The National Archives declined to comment when asked to provide a list of the number of times classified documents have been turned over to the agency by former officials.
Meanwhile, other former senior U.S. officials maintain that they have always handled classified materials appropriately. A spokesman for former Vice President Dick Cheney said he never resigned with classified material and nothing has been found since. Freddy, spokesman for former President George W. Bush Ford told the Associated Press that “as he left the White House, all presidential records, classified or unclassified, were turned over to NARA.” Mentioned.
A spokesperson for President Barack Obama declined to comment, but pointed to a statement released by the National Archives in 2022 that said the agency maintained all of Obama’s records after he stepped down. “I was unaware that the box of presidential records from the Obama administration was gone.” Former President Bill Clinton’s office said, “All of President Clinton’s confidential materials were properly processed in accordance with the Presidential Records Act.” It was handed over to NARA.”
The final day of the presidency is chaotic, with aides sorting through the material their bosses have accumulated over the years to determine what needs to be handed over to the archives and what can be kept. Different teams of individuals are responsible for various office clearances, and maintaining consistent standards can be difficult, officials said.
In Pence’s case, most of the material in the box came from his official residence at the Naval Observatory, where packing was done by military aides rather than staff lawyers. According to Pence’s aide, who spoke on condition of anonymity due to the confidentiality of the find, the other materials came from a drawer in the West Wing’s office. It is not believed to have happened, said a person familiar with the matter.
There were also accusations that officials mishandled documents while they were still working. Former Attorney General Alberto Gonzalez brought back highly classified documents covering the National Security Agency’s terrorist surveillance and terrorist detainee interrogation programs in the late 2000s. Hillary Clinton has been investigated for mishandling classified information via a private email server he used as Secretary of State.

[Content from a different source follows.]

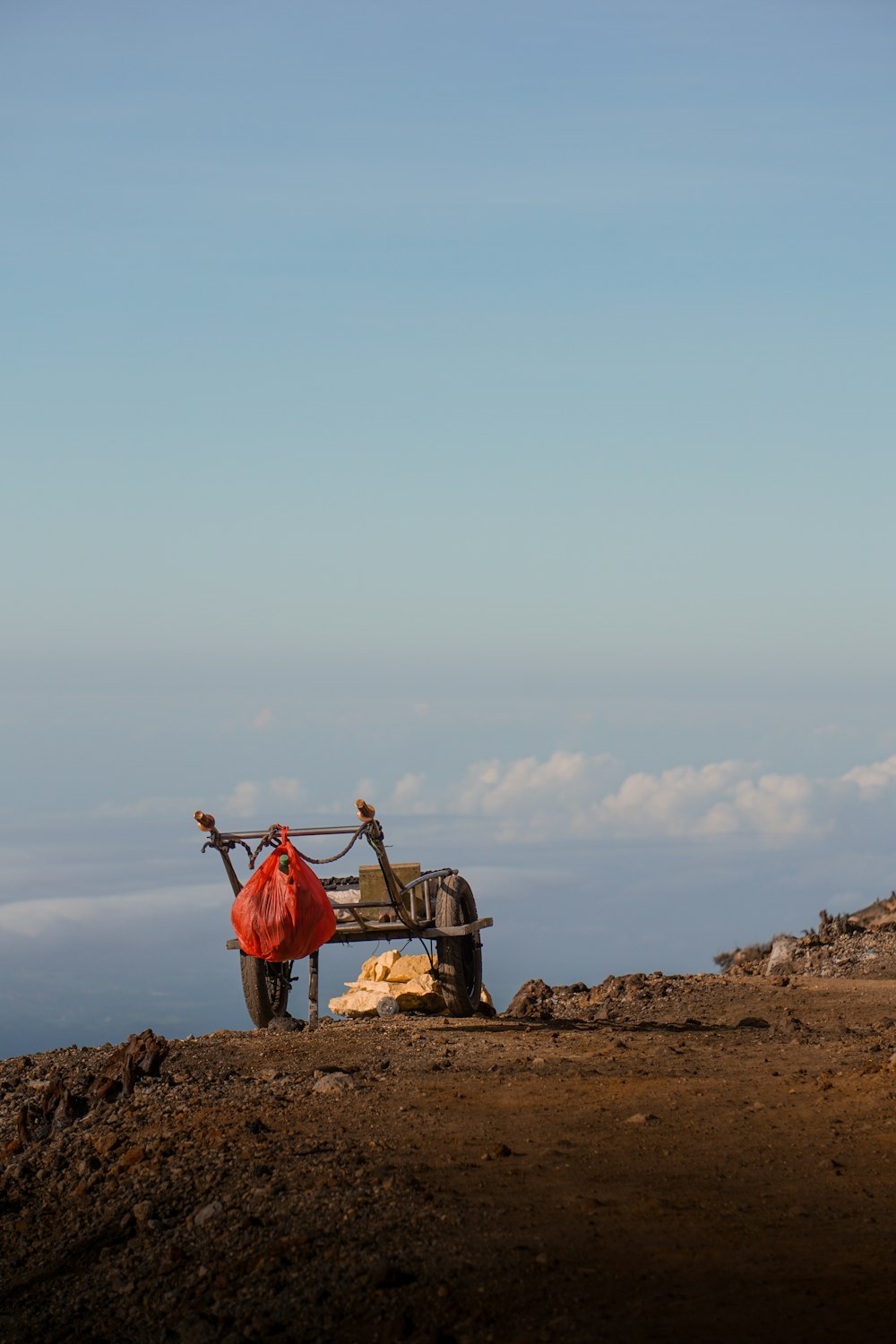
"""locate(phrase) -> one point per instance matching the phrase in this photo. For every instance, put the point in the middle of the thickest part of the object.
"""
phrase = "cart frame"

But officials are rarely punished for these mistakes. Federal law does not allow confidential documents to be stored in unauthorized locations, but it is an indictable offense only if someone is found to have “deliberately” removed the documents from their proper location. This is because
Mishandled documents are often returned with little fanfare or national news coverage. And since the president’s recordkeeping process unfolds in the turmoil of the end of a presidential term and is largely based on good-faith agreements between the archives and the outgoing administration, the reason records are mishandled is Not one.
“The National Archives has historically operated under an honor system with every administration,” said Tim Naftali, the first director of the Richard Nixon Presidential Library and Museum. and have partnerships with all these former presidents and vice presidents.”
The White House attorney’s office declined to comment Tuesday on whether Biden would order a review of how classified documents are handled across the government in response to the latest findings.
The power to change or modify the way classified documents are handled primarily rests with the president. Biden, who is actively under investigation, could be seen as a political move intended to improve his own situation, so he is unlikely to instigate a review or order a change in procedure. low.
Associated Press writers Bill Burrow, Marc Sherman, Kevin Flecking, and Eric Tucker contributed to this report.